Mercury Laboratories has announced a 13-month delay in the commissioning of its new Small Volume Parenteral (SVPs) manufacturing plant, pushing the timeline from November 2025 to December 2026. The company cited revisions in Schedule M guidelines by the Ministry of Health and Family Welfare as the primary reason for the postponement.

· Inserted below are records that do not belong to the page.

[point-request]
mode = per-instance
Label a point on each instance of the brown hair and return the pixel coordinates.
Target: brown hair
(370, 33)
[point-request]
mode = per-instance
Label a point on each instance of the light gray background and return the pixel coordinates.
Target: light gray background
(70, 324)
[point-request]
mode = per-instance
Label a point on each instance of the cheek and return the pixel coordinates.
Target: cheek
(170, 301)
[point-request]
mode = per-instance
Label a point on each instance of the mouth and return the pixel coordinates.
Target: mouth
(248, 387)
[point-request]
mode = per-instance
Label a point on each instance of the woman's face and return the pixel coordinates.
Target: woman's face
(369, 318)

Project Details and Delay Factors

The new facility, located at Jarod, is designed with an annual manufacturing capacity of 75 million units and involves an estimated investment of INR 30.00 crores. According to the company's disclosure, the delay is attributed to additional compliance and infrastructural requirements mandated by the revised Schedule M guidelines for pharmaceutical manufacturing facilities.

Impact on Operations

Mercury Laboratories has stated that the delay is not expected to have any material adverse impact on the overall business operations of the company. The management has assured that necessary steps are being taken to expedite the completion of the project.

Financial Performance

While the company faces a setback in its expansion plans, its recent financial results show a mixed picture:

Particulars (INR in Lakhs) Q2 FY2026 Q2 FY2025 H1 FY2026 H1 FY2025
Revenue from Operations 1900.86 1819.40 3714.40 3522.59
Net Profit after Tax 164.33 50.04 261.09 85.72
Total Comprehensive Income 164.48 50.96 262.62 86.30

The company has shown significant year-over-year growth in both quarterly and half-yearly results, with a notable increase in net profit after tax.

Management's Statement

Rajendra Shah, Managing Director of Mercury Laboratories, signed off on the regulatory filing, emphasizing the company's commitment to complying with the new guidelines while minimizing the impact of the delay on their operations.

As Mercury Laboratories navigates this setback in its expansion plans, stakeholders will be closely watching how the company manages to maintain its growth trajectory and adapt to the evolving regulatory landscape in the pharmaceutical industry.